It appears that LLVM doesn’t have intrinsics for unaligned loads and stores, so the user of a high-level language can’t talk directly to LLVM to request unaligned loads and stores via something like the link_llvm_intrinsics feature. Instead, the compiler for the high-level language needs to provide the means to have the kind of LLVM IR generated that eventually compiles to unaligned load/store instructions.
Looking at emmintrin.h, e.g. the Intel-defined _mm_loadu_si128 SSE2 intrinsic doesn’t map to a __builtin call but to a dereference of a pointer to a single-member struct annotated with __attribute__((__packed__, __may_alias__)).

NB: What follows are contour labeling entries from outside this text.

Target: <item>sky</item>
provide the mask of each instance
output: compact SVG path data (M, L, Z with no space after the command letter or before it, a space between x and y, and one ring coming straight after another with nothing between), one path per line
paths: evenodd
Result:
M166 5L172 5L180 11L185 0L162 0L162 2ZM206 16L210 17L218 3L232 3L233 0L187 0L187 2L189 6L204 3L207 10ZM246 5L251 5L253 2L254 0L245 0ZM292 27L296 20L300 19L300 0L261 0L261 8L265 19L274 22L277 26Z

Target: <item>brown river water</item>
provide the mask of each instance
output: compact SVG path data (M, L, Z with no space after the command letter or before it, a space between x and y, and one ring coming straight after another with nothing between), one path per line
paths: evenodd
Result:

The simd crate uses the same pattern for the same purpose with a single-member #[repr(packed)] Rust struct. In debug builds, this works if the result of the dereference is assigned to a local variable before extracting the single member. Using an expression without the intermediate variable fails, though. Furthermore, AFAICT, debug mode doesn’t actually emit a MOVDQU instruction but accomplishes the results of the computation by other means.
At present (did it work pre-MIR?), that pattern fails in release mode. The load is emitted as MOVDQA, which requires 16-byte alignment.
Given the past and the clang approach, the obvious way forward would be to make the #[repr(packed)] pattern work with MIR. However, making things work for packed structs generally seems over-complex considering the narrower goal of accomplishing unaligned SIMD loads/stores and too much of an obscure incantation from the language user perspective.
From the language user perspective, it seems to me that having read_unaligned() on *const and *mut and write_unaligned() on *mut would be more obvious and would be consistent with read_volatile() and write_volatile().
Looking at the LLVM IR clang generates for _mm_loadu_si128 vs. _mm_loadu_si128, it seems that the difference between eventual MOVDQU vs. MOVDQA instruction generation is annotating the LLVM load and store instructions with align 1 instead of align 16. It seems to me that it should be possible to add rust-intrinsics unaligned_load and unaligned_store next to volatile_load and volatile_store and make the new intrinsics generate LLVM load and store with align 1. Then these could be exposed on *const and *mut in the same manner as the volatile variants.
Does this seem like an OK way forward?